How St. Louis bartenders are using vermouth right now
Vermouth is one of the keystones of the beverage world. A key component in iconic cocktails like the martini and its cousin, the Manhattan, this venerable potable can be enjoyed solo or with a bit of bubbles as an aperitif or digestif. There are more vermouths available to the modern drinker than ever before, and local mixologists are making the most of the bounty.

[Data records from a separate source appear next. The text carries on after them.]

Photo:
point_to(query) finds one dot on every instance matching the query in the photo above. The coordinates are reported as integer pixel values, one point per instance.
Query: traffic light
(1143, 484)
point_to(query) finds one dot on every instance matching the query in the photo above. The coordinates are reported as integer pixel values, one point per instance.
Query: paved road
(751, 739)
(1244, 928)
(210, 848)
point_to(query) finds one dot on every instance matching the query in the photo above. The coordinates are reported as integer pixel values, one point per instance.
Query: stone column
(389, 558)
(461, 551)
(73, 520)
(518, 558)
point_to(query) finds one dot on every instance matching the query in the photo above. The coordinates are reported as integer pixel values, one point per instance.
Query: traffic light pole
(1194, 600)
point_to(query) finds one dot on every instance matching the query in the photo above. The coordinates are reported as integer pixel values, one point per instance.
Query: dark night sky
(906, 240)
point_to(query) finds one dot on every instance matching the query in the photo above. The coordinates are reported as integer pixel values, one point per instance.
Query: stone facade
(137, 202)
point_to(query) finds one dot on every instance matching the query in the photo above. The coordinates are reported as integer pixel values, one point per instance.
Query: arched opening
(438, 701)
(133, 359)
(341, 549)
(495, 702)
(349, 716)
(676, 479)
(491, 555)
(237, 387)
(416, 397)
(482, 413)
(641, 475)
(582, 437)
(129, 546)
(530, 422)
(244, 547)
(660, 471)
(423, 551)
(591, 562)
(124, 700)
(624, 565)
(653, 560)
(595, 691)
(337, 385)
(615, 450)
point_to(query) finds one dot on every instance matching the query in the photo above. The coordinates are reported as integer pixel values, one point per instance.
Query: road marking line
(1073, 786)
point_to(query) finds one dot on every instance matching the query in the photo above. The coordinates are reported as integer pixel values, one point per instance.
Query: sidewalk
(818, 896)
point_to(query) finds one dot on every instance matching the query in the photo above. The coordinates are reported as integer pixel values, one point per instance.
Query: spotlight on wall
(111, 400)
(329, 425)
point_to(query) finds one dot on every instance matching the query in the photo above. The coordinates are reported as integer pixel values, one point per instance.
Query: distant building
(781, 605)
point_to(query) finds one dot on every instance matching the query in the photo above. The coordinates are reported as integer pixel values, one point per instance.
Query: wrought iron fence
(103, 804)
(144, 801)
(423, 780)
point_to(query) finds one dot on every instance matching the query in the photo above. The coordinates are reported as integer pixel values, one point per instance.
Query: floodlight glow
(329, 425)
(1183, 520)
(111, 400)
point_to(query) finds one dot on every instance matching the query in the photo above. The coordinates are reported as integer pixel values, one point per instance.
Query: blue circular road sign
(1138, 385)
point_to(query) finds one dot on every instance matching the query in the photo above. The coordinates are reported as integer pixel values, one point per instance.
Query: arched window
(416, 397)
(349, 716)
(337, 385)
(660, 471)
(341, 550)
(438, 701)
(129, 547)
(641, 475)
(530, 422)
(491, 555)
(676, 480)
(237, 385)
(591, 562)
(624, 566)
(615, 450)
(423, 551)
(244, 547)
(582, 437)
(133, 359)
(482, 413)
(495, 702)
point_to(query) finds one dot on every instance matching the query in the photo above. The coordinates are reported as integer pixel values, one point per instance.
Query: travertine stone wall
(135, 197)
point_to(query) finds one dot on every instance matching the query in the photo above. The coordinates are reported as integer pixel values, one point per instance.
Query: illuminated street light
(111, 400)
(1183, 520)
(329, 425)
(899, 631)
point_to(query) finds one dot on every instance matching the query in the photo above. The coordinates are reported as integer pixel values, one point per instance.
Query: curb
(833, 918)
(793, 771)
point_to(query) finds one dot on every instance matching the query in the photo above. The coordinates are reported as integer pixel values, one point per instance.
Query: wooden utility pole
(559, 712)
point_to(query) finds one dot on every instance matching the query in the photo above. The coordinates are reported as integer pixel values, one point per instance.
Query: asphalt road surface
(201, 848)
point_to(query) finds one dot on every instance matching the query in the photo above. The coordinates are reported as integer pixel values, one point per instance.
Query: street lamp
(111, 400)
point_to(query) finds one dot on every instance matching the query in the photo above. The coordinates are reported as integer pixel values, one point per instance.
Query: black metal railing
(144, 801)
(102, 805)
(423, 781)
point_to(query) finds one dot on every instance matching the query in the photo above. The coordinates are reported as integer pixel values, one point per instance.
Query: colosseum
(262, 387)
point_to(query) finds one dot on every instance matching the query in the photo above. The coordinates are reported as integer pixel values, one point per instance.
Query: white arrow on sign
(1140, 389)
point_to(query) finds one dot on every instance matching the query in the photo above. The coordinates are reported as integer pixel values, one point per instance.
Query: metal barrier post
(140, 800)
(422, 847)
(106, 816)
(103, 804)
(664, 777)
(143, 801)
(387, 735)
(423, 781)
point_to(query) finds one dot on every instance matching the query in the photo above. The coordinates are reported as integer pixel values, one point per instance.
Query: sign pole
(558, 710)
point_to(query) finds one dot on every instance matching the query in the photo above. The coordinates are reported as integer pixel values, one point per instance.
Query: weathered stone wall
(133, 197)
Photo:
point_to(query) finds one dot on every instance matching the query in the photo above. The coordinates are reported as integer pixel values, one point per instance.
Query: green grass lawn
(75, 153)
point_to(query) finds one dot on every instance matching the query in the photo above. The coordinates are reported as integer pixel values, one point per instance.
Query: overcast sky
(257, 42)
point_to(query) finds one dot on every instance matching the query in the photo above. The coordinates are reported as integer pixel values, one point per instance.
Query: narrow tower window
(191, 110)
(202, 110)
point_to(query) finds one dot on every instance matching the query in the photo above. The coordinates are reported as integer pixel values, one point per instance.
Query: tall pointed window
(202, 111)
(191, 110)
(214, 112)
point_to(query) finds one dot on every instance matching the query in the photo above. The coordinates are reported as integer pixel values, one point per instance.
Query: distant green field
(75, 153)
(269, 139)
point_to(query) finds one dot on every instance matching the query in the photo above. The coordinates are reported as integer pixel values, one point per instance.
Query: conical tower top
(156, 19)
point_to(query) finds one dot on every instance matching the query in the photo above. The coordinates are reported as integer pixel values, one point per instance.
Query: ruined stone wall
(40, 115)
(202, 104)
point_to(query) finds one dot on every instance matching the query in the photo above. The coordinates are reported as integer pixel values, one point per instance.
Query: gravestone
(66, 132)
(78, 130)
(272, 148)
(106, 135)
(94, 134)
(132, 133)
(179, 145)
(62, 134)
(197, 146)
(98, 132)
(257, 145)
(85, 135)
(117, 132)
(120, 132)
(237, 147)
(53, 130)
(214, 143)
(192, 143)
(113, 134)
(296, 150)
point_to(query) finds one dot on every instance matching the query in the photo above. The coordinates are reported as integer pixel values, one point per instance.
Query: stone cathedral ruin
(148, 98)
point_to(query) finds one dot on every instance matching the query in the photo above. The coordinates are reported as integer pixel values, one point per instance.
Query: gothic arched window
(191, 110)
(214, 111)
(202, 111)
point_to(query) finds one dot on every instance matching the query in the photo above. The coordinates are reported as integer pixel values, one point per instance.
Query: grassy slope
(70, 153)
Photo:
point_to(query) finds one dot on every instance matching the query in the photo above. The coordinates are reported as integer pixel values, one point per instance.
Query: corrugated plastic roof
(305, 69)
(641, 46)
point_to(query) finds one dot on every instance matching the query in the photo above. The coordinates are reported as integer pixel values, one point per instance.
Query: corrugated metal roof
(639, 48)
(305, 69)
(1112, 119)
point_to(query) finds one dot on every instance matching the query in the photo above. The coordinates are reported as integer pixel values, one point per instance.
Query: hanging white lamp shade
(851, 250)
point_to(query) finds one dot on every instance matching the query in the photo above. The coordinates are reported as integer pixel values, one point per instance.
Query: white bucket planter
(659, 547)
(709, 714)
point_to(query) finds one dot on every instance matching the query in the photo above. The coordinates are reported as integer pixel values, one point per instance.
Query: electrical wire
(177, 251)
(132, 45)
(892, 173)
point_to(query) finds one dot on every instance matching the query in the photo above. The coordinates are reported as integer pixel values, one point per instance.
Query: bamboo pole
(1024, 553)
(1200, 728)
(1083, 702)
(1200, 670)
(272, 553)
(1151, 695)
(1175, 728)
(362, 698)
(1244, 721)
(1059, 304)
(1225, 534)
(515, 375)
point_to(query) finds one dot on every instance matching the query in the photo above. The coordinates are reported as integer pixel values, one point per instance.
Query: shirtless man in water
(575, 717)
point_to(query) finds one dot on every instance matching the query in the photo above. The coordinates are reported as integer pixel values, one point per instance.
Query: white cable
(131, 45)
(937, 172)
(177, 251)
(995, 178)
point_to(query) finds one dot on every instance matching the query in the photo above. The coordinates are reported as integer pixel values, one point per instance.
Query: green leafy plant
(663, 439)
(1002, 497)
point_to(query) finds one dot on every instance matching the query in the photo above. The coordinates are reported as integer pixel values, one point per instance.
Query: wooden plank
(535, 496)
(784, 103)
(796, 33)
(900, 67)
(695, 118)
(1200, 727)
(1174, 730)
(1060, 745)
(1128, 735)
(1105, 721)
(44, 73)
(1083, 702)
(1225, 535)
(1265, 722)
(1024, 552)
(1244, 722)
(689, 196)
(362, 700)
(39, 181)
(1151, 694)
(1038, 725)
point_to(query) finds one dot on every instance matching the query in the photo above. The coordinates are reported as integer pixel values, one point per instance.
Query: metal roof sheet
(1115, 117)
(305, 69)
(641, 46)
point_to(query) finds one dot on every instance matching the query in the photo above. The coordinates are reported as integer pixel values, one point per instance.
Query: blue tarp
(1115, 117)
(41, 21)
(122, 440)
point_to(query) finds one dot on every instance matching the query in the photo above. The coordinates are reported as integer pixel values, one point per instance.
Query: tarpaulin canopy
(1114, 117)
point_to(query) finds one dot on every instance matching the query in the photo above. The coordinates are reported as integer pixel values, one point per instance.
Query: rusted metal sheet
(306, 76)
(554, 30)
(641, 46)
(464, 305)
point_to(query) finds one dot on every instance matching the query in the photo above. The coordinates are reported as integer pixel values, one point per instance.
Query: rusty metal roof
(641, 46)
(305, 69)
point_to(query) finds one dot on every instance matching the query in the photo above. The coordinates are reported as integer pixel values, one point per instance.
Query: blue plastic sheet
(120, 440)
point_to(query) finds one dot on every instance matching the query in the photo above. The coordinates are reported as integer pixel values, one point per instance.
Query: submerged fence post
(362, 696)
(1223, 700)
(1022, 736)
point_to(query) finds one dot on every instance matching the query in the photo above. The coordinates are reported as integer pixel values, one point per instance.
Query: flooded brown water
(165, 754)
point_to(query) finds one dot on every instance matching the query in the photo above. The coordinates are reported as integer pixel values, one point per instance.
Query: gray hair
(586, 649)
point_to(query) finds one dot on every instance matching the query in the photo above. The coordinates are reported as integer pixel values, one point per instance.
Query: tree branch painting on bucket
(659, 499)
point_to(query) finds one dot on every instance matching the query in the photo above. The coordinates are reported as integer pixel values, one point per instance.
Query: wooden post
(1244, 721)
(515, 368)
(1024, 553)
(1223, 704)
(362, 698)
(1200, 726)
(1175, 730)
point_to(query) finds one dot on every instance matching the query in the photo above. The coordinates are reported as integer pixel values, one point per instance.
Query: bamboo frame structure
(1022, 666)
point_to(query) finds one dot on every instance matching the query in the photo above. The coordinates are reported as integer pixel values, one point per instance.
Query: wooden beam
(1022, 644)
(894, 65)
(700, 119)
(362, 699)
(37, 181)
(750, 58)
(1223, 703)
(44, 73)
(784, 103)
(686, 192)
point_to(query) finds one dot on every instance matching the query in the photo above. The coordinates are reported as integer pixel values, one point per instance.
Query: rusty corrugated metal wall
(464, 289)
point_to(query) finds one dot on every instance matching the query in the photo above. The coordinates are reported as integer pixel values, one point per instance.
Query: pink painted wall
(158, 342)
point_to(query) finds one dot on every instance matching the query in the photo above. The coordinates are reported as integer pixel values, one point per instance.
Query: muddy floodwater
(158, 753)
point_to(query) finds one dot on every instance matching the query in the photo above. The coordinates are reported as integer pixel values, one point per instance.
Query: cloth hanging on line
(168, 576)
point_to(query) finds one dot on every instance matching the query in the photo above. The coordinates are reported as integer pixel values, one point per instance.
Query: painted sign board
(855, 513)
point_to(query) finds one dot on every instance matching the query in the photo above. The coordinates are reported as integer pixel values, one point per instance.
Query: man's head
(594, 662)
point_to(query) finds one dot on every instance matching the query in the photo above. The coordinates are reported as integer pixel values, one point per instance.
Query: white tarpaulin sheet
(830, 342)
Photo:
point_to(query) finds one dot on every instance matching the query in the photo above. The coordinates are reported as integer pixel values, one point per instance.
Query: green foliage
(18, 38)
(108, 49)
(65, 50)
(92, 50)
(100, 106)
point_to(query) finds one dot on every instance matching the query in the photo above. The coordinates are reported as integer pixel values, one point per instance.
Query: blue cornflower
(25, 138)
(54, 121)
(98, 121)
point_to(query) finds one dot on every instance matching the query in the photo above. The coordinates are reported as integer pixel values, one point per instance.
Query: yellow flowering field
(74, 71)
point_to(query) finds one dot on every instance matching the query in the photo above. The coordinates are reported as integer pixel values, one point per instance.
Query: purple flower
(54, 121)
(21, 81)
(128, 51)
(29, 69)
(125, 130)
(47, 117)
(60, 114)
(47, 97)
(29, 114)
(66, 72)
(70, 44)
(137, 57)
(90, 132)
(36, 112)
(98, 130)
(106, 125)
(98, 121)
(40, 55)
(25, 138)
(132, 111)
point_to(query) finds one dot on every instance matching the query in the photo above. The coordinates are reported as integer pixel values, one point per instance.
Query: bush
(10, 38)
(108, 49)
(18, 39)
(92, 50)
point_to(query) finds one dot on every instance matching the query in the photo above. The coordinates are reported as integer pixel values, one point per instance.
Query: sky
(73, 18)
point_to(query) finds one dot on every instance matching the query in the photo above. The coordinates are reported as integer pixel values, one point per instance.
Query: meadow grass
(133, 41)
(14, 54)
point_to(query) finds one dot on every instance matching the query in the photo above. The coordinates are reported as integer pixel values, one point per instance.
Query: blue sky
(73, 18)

Vermouth is part of the larger class of aromatized wines, vino-based concoctions flavored with all manner of flowers, barks, herbs and more. What sets vermouth apart from other entries in this category is wormwood; the term vermouth itself derives from the German word for the herb. In the European Union, vermouth must include at least one type of wormwood and be at least 75% wine and fortified with some type of distilled spirit to be classified as such. The final product is categorized as either sweet, dry or blanc (in French) or bianco (in Italian), a sort of semisweet option.
“Vermouths have such depth, complexity and nuance,” according to Bridger Dale, bar manager at Little Fox. “The category is so broad.”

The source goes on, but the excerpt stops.